Pour les patients, si le suivi de règles hygiènodiététiques est jugé comme « important », il apparaît toutefois moins crucial que le suivi d'un traitement pharmacologique. Dans cette enquête, 78 % des patients hypercholestérolémiques déclarent suivre un régime, conscients de son efficacité. Ce suivi est lié à la recommandation du médecin et à sa persuasion. Mais ils reconnaissent que toutes les règles conseillées ne sont pas suivies fidèlement, difficiles de limiter sa consommation en alcool ou en vin, de se limiter à deux oeufs par semaine..). Pour les 22 % n'adhérant pas à un régime, les raisons avancées étaient soient qu'ils estimaient leurs habitudes alimentaires déjà satisfaisantes, soient qu'ils étaient insuffisamment motivés.
L'évaluation de la qualité du suivi du régime sur 340 patients évaluables a montré que 44,7 % des patients traités ou non suivaient le régime hypocholestérolémiant de « manière plutôt satisfaisante », montrant une bonne réceptivité aux conseils du médecin, même si on constate un décalage certain entre la volonté affichée par une majorité de patients à suivre un régime et sa mise en oeuvre effective…
Dans cette étude, les médecins dévoilent leurs difficultés face à la prise en charge diététique. Les patients ont des résistances devant les privations liées aux conseils diététiques. Les patients sont face à des risques hypothétiques, ils n'ont pas de symptômes. Ils sont lassés par des conseils diététiques répétitifs.
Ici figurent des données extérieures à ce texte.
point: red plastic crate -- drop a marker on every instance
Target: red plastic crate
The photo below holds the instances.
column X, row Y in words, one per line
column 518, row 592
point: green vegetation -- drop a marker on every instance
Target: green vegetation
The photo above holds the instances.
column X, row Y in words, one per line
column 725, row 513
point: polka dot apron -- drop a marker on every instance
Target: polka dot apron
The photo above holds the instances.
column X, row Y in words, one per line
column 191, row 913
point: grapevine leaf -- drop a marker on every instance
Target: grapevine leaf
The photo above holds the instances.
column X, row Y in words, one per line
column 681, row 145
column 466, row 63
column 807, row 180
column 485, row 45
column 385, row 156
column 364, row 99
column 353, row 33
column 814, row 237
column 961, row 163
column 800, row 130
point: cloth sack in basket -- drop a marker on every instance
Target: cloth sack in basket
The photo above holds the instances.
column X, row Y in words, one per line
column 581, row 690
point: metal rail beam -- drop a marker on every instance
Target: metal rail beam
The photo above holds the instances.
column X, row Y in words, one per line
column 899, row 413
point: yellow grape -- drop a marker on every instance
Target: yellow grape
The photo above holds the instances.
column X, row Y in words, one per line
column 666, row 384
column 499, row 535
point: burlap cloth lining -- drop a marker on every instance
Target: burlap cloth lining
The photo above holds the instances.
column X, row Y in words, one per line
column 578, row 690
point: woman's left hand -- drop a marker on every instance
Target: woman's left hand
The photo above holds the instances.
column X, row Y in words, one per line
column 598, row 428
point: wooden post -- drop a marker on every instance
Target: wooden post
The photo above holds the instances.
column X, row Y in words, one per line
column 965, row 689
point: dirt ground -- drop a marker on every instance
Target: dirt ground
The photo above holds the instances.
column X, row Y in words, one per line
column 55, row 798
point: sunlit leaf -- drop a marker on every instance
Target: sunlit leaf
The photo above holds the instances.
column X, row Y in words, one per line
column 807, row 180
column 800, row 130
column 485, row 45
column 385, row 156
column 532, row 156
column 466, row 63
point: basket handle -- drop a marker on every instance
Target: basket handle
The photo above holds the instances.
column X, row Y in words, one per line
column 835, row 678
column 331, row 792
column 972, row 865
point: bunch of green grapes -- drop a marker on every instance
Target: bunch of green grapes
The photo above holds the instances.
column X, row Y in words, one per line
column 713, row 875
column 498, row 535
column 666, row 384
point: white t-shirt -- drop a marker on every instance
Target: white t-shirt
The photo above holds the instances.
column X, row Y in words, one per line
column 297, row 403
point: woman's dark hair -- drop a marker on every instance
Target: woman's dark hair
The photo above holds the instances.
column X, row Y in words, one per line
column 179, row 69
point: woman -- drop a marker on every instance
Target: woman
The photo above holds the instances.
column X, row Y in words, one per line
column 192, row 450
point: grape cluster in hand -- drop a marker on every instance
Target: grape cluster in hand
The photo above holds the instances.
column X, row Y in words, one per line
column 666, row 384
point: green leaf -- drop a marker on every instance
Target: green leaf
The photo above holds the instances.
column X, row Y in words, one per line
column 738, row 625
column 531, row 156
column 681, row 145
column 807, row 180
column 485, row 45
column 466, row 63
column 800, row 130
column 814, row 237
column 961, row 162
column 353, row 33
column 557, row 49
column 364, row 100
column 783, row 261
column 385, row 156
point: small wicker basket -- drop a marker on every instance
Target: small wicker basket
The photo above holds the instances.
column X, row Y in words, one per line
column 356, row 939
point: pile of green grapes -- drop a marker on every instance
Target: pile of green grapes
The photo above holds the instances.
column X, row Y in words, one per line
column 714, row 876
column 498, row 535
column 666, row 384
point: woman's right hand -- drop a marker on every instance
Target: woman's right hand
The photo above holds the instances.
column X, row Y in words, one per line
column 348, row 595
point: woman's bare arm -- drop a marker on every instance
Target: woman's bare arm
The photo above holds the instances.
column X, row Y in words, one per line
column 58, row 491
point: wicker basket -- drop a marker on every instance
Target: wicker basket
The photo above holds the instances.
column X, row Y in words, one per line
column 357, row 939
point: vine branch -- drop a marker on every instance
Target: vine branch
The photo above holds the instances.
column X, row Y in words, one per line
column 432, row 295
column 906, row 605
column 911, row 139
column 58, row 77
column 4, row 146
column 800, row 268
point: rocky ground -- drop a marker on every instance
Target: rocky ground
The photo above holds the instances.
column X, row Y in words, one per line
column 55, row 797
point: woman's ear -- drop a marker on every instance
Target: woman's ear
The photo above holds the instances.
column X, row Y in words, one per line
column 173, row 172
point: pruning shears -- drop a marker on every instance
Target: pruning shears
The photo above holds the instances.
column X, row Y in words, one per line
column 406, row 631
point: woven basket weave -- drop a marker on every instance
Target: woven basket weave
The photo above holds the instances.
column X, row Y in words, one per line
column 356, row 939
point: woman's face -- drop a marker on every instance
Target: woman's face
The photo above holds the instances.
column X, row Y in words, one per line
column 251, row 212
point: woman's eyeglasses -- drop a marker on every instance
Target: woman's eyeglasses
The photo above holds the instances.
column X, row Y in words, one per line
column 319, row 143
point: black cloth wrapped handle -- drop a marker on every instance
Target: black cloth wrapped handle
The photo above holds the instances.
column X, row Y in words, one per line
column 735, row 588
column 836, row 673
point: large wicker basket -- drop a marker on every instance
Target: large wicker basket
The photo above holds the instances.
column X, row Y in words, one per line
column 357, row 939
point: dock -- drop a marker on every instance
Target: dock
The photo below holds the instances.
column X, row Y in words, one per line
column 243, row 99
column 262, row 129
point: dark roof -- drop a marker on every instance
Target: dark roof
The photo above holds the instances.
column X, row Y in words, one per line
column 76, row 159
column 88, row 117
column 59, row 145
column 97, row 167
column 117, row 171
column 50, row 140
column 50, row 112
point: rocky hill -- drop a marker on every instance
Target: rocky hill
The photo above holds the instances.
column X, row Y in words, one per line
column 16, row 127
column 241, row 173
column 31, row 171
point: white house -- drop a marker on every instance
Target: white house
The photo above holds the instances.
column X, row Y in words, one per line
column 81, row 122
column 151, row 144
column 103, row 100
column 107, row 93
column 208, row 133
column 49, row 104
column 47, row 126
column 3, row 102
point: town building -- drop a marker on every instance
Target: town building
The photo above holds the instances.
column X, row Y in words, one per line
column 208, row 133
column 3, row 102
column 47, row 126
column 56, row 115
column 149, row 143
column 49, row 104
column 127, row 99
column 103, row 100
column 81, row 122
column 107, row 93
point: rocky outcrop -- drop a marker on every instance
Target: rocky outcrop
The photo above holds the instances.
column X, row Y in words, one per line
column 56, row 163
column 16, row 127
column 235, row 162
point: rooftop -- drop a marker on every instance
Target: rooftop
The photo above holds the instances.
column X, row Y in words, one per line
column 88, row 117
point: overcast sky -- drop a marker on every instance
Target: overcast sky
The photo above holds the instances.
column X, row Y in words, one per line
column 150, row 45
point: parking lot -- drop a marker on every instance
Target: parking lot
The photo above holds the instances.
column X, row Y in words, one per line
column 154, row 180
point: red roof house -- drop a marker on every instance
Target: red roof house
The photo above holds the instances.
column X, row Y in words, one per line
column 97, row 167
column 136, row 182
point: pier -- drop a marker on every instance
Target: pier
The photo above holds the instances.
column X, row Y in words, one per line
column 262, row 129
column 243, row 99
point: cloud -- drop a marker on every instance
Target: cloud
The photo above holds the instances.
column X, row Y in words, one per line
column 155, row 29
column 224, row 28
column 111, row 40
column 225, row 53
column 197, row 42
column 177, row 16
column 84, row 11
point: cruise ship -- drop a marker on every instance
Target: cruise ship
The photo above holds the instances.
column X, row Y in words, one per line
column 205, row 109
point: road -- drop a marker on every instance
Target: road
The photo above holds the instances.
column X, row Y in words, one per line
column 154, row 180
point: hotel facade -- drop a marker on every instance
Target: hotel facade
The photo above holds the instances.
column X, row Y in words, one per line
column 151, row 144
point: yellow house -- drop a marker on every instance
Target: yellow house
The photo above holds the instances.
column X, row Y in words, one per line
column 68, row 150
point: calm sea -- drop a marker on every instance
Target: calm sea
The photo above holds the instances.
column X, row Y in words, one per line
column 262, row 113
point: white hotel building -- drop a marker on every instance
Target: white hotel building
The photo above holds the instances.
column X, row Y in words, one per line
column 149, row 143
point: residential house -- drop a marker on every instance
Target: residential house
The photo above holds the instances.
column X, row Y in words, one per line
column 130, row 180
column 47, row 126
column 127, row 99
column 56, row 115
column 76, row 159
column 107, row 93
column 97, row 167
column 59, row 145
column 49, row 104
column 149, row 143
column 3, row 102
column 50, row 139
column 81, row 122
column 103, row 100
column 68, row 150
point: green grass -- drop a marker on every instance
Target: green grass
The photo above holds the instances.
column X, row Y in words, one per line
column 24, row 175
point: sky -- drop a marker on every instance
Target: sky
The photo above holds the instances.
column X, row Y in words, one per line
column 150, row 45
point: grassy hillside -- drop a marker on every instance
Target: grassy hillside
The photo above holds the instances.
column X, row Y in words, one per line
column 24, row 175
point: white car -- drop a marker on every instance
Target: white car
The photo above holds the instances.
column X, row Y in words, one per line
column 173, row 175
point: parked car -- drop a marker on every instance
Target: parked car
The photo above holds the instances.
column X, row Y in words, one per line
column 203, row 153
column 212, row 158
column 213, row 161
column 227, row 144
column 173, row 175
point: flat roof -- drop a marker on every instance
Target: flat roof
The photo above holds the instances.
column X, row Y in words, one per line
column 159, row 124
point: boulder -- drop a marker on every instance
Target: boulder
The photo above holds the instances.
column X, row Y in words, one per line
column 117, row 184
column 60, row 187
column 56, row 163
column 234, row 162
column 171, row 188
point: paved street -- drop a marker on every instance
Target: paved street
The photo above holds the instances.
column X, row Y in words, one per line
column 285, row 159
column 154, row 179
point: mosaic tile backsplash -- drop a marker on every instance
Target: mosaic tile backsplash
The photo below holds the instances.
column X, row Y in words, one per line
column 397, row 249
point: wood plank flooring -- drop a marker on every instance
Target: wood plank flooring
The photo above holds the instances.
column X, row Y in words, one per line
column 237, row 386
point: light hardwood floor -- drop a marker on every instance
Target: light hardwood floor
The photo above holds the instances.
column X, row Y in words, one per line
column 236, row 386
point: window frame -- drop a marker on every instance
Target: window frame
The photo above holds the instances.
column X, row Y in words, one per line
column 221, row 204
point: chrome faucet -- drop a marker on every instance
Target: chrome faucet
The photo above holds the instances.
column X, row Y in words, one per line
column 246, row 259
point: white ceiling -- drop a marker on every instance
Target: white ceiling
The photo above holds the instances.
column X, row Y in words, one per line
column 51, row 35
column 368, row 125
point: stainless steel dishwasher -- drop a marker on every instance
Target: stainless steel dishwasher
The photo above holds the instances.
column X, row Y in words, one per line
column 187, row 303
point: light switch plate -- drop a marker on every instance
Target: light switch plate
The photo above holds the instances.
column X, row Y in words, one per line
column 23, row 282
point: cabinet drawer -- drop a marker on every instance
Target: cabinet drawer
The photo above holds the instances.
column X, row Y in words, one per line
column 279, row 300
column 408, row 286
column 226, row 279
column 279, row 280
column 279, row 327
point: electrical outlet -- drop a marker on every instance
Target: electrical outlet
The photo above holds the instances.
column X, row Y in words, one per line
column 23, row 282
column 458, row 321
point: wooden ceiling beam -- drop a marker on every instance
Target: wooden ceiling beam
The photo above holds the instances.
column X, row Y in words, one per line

Enfin, nombreux sont les patients qui pensent que, de toute façon, régime ou pas régime, il faudra passer au traitement médicamenteux.
Dans cette étude, pour favoriser l'adhésion des patients à un régime alimentaire, les médecins ont deux types d'approche : l'une est plus « relationnelle » privilégiant l'écoute, l'analyse des habitudes alimentaires, un suivi avec des objectifs par étapes, à chaque consultation, valorisant le patient « vous pouvez y arriver », l'autre « plus académique » s'appuyant sur des documents explicatifs, insistant sur la nécessité de suivre un régime pour reculer le passage aux médicaments.
Commentant les résultats de l'étude, le Dr Christophe André estime que «la vision pessimiste qui avait pu être faite sur l'attitude des patients vis-à-vis des conseils diététiques des médecins n'est pas confirmée. La réceptivité aux conseils des médecins est plutôt satisfaisante et on assiste à une évolution favorable de l'éducation des patients par le médecin». La prise en charge diététique de l'hypercholestérolémie doit faire l'objet d'une stratégie individuelle, en négociant des objectifs et nombreux, en visant à responsabiliser davantage les patients, à mieux les accompagner et à soutenir leurs efforts.
« Diététique hypocholestérolémiante : pratiques et opinions de leurs patients », session présidée par le Pr Eric Bruckert et parrainée par Danone Santé avec la participation du Dr Denis Pouchain, médecin généraliste)), du Dr Christophe André, psychiatre.